I stopped there, I think, and weighed my options. To continue walking was a laughably easy 'no', but to walk over and investigate was equally as off-putting. I lived in London, okay? Alien invasions were the norm here.
But, I had to admit, none of them ever started with the arrival of a blue box.
The doors swung open and my decision was made for me as a grappling hook came sailing out and wrapped itself – literally, it curved through the air in a way that was physically impossible – around the trunk of a large oak tree. I blinked several times, to make sure I wasn't hallucinating, but was forced to face the reality of what was happening.
Walking over took a lot of bravery, which I'm proud of myself for, even if I did mutter under my breath the entire way.
"I'm gonna get killed by a maniac in a blue box," I said. "What sort of a maniac chooses a blue box as a mode of transport? What's scary about the colour blue?"
And then a set of hands grabbed at the side of the box and a man began climbing out, all gangly limbs and floppy hair. He was soaking wet, floppy hair plastered to his forehead, and he stared at me as though he hadn't been expecting to see me stood there.
The man, in the blue box that had arrived from the middle of nowhere, was surprised to see me.
"Hello," I waved to him awkwardly.
"Hello," he said, not waving back. "Where am I?"
I glanced around, wondering if I should just say 'Earth' and leave it at that. "Shoreditch, North London."
The man climbed fully out of the box, resting on the side. He looked around and greatly resembled a Meerkat scoping out its territory. "Totters Lane?"
"A street off, actually," the man had a surprisingly good grasp of geography. "Are you an alien?"
"Usually it takes them longer to ask," he said, looking at me properly for the first time. "Why'd you think that?"
"You appeared out of a gap in the sky in a blue box," I said. "What part of that screams 'human'?"

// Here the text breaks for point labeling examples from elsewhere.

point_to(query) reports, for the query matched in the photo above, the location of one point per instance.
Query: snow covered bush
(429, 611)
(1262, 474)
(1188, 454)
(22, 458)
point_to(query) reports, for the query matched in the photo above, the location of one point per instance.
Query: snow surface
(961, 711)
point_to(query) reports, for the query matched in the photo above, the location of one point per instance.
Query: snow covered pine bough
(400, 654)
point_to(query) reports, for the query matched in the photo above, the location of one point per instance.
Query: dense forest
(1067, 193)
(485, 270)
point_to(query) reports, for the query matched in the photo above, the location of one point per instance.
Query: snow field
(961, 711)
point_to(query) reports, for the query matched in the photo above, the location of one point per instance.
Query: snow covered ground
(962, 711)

He laughed. "You're good."
"And you never answered my question."
The man clicked his heels together, hands in his lap. The clothes he wore were strange; normally, I'd say it was just a suit… if it wasn't ripped to shreds and pulled tight across his body like it was three sizes too small for him. "I am an alien, yes. I think."
I frowned at that. "How can you think you're an alien?"
"It's not my fault," he defended. "Everything's fuzzy right now, post-regeneration haze. You're lucky I didn't wish you 'Merry Christmas' and then collapse in your arms. It's what happened last time."
"I'm atheist," I began, the frown not leaving my face. "And you're weird."
He hopped off the box, landing on his knees. There was a strange twitch that ran throughout his body before whatever it was got expelled through his mouth; a great big exhale of golden dust. It flew up into the sky, dispersing gradually until I couldn't make out the faintest glint. "Don't worry," he said. "Perfectly normal."
"Normal for an alien, maybe." I dropped my shopping to the ground, helping the man stand. "Who are you?"
"The Doctor," he wobbled for a moment, bopping my nose. "I think."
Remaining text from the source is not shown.